Heyward wrote additional scenes for the film, to the dismay of Armstrong. Tenser tried to arrange for both Armstrong's and Heyward's versions to be made, but there was not enough money, so a fourth draft was written that cobbled together all the drafts.

=== Shooting ===
Exterior scenes were shot at Bank Hall in Bretherton and the Birkdale Palace Hotel, Southport; other locations included Carnaby Street, London and Grim's Dyke, Harrow.

Sam Arkoff and James Nicholson of AIP hated the original cut that included Heyward's scenes and requested new scenes. Armstrong wrote the new scenes and handed them to line producer Gerry Levy, but Levy ignored Armstrong's scenes and wrote his own additional material, including a romance between Gina Warwick and a new character played by George Sewell. Levy also added two additional killings, a musical number in the opening scene and a revised closing exposition.

Armstrong says that among the scenes missing in the final cut of the film were a love story between Gary and Sylvia, "twisted sexual meanderings of the characters," satire of the youth scene and a homosexual subplot.

==Release==
The film opened in the United States on April 15, 1970 where it had a showcase release in 17 theaters in Los Angeles. It grossed $145,000 ranking 16th at the US box office and was on a double bill with The Crimson Cult at the Fox Theatre in St. Louis, and the Michigan Theatre in Detroit, where it grossed a combined $18,000 in the first week.

==Reception==
===Box office===
The film's box-office performance was reasonable.

===Critical response===
====Contemporary====
Variety wrote, "As long as he stays in the house, director Michael Armstrong keeps things tense and scary enough, but things look a little silly in the daylight ... All the tension dissipates when the knife-wielding maniac proves just another mixed-up kid rather than anything really spooky. At that, a ghost might have been more believable than Barnes' big scene at the end."

Kevin Thomas of the Los Angeles Times reviewed the film jointly with The Crimson Cult and found them both to be "enjoyable British horror pictures ... that transcend their formula plots through exceptional scripting, efficient direction and intelligent performances."

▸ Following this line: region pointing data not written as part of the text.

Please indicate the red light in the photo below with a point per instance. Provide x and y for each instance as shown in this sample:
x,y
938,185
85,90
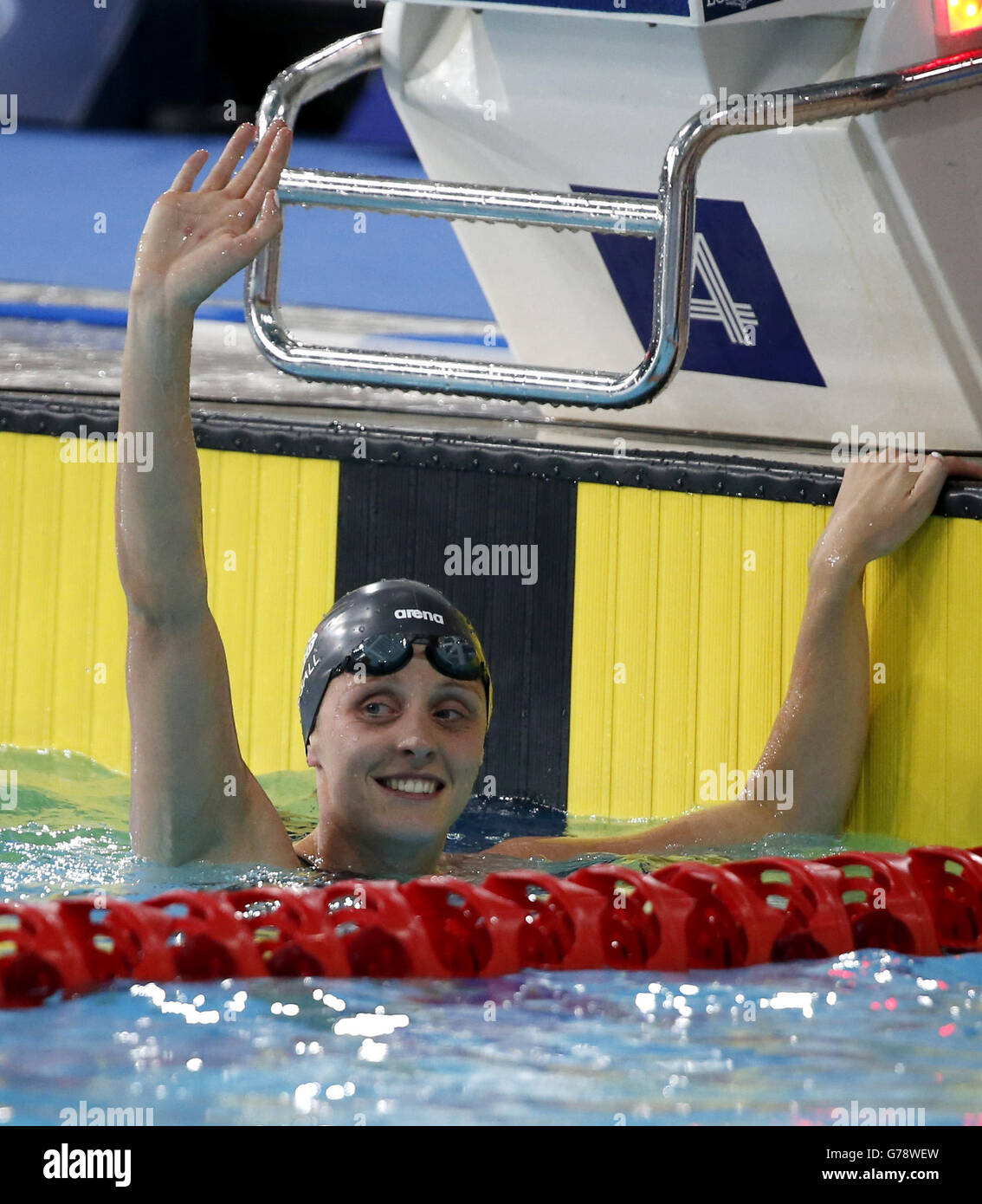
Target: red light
x,y
958,17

The Monthly Film Bulletin wrote that the story "strains credulity even for a thriller and is elongated to breaking point," concluding, "The shock sequences are reasonably well contrived and there is a liberal flow of blood, but this haunted house is more likely to induce sleep than nightmare."

Howard Thompson of The New York Times called the film an "atrocious hack-'em-up bundle."

====Retrospective====
Assigning the film 3 stars, Film Authority calls the film an "interesting product of its time", and while not "Gothic or sinister, it wields the slasher clichés with surprising skill, and has an odd, lurid energy that make it watchable."

Filmink wrote "Avalon’s casting doesn’t work – too American, too old, too broad – but the movie does have a cult and some interesting touches."